In an independent school, there is not this urgent need for management to prove themselves. They can be nice and genteel, and perhaps a bit soft, but it just doesn’t matter so much. Senior management are seen more as colleagues, because there is not the horrendous behaviour problem to deal with. Still, the strictest and most well-organised central discipline system I have come across (outside Michaela!) was in the country boarding school where I worked about a decade ago.

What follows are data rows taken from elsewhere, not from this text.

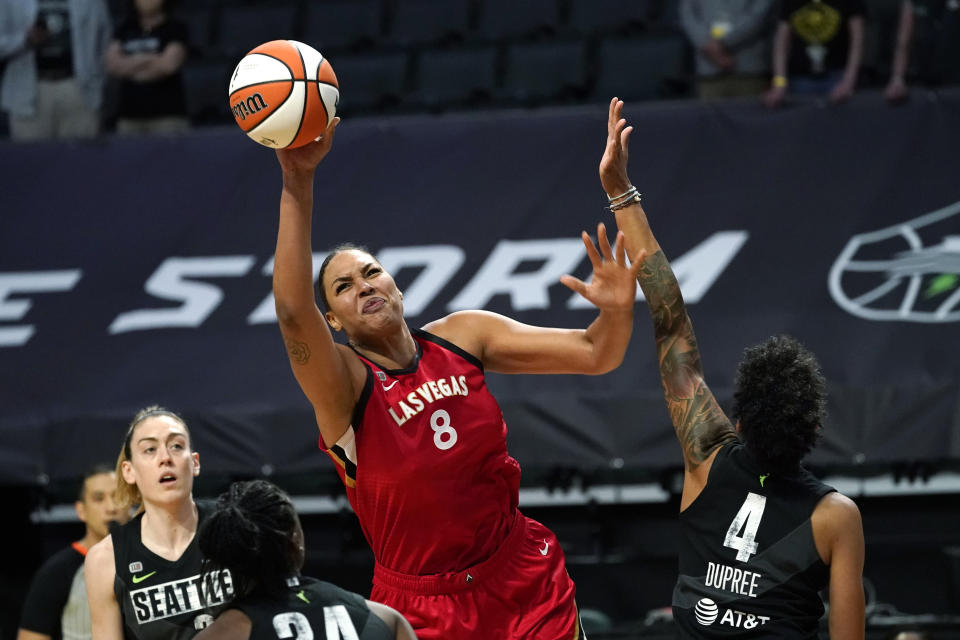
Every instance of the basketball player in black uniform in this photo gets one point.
(761, 535)
(144, 580)
(255, 534)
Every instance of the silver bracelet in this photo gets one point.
(623, 204)
(622, 195)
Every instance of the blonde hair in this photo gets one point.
(128, 495)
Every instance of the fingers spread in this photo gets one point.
(595, 258)
(575, 284)
(604, 242)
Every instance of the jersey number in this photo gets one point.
(747, 519)
(444, 436)
(293, 624)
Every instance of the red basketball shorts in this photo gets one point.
(523, 591)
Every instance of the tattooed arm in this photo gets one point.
(700, 424)
(329, 374)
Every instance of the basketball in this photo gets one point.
(283, 94)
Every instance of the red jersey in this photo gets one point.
(425, 462)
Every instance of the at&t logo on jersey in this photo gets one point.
(706, 612)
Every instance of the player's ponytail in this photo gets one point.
(252, 534)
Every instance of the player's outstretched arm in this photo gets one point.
(700, 424)
(507, 346)
(392, 618)
(329, 374)
(99, 572)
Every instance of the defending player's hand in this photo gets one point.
(614, 282)
(613, 164)
(307, 157)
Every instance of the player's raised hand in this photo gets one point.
(613, 164)
(307, 157)
(614, 282)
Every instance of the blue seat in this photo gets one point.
(642, 68)
(342, 24)
(424, 22)
(542, 72)
(603, 16)
(500, 19)
(455, 77)
(370, 81)
(243, 27)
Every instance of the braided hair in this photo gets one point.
(252, 534)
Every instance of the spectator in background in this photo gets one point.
(147, 55)
(930, 29)
(831, 34)
(53, 83)
(732, 43)
(56, 605)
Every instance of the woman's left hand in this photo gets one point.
(614, 282)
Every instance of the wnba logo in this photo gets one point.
(706, 611)
(251, 105)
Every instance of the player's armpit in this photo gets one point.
(507, 346)
(392, 618)
(232, 624)
(106, 622)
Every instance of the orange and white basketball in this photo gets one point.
(283, 94)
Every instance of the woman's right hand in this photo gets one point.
(307, 157)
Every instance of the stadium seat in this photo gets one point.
(342, 24)
(601, 16)
(369, 82)
(642, 68)
(243, 27)
(417, 22)
(452, 77)
(500, 19)
(541, 72)
(205, 84)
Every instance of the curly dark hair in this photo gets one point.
(780, 401)
(251, 533)
(340, 248)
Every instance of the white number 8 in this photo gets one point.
(444, 435)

Attitudes towards teaching methods vary hugely as well. In independent schools, there is little interest in applying the latest theory in the classroom; although senior management might talk about it, they do not enforce it in the way it is enforced in many state schools, where the mind police really go to town, and thoughtcrime certainly exists. As a result, teachers in independent schools just get on with doing what they think best. This doesn’t mean all the teaching is marvellous, by any means, but there is not the same stifling atmosphere of ideological conformity combined with bureaucratic box-ticking that I have seen in the state sector. The old traditionalists get on with it, and they are usually left to do so. They don’t get hounded out of the classroom by fear of a negative Ofsted judgement.

This laissez-faire attitude towards teaching methods has served independent schools fairly well so far, but it will get less and less effective as time goes on. The influence of progressive ideas is getting stronger, as more and more young teachers with PGCEs and state school educations join the independent school workforce. Just bumbling along is not going to be a strong enough defence against the tide of relativism, with its scepticism of knowledge and its resulting insistence upon politically correct conformity.

This is the overall picture of independent education. They have bumbled along, not changing too much, but still gradually dumbing down as the years go by. After all, most of them are doing the same, or similar, public examinations to those used in the state sector. Their syllabus is bound to be influenced, and their attitudes along with that. And there are so few people left nowadays who have received a rigorous education themselves, that as the old school retire, who will replace them?

Only those who have a clear vision for a knowledge-rich education and are determined to fight for it will be able to resist the encroachments of a culture committed to relativism and empty conformity. It may be that there are more visionary heads able to do this in the state sector than the independent in the decades to come. We shall see.

One thing is certain. It’s not the money, but the ideas and commitment of those who lead which make the difference.

(Image from Wikimedia)


2 thoughts on “How Different Are Independent Schools?

  1. A key difference (from my experience): ethos. In independent schools, it is seen as a good thing to be intelligent, pursue further knowledge and to want to focus on all things academic; the child who works hard and excels is celebrated. In state schools, all things academic are seen as an embarrassment that might hurt the feelings of children who struggle. Instead, the focus is on social engineering and correcting society’s problems; the child who works hard and excels is made to feel guilty, embarrassed and ashamed of their success.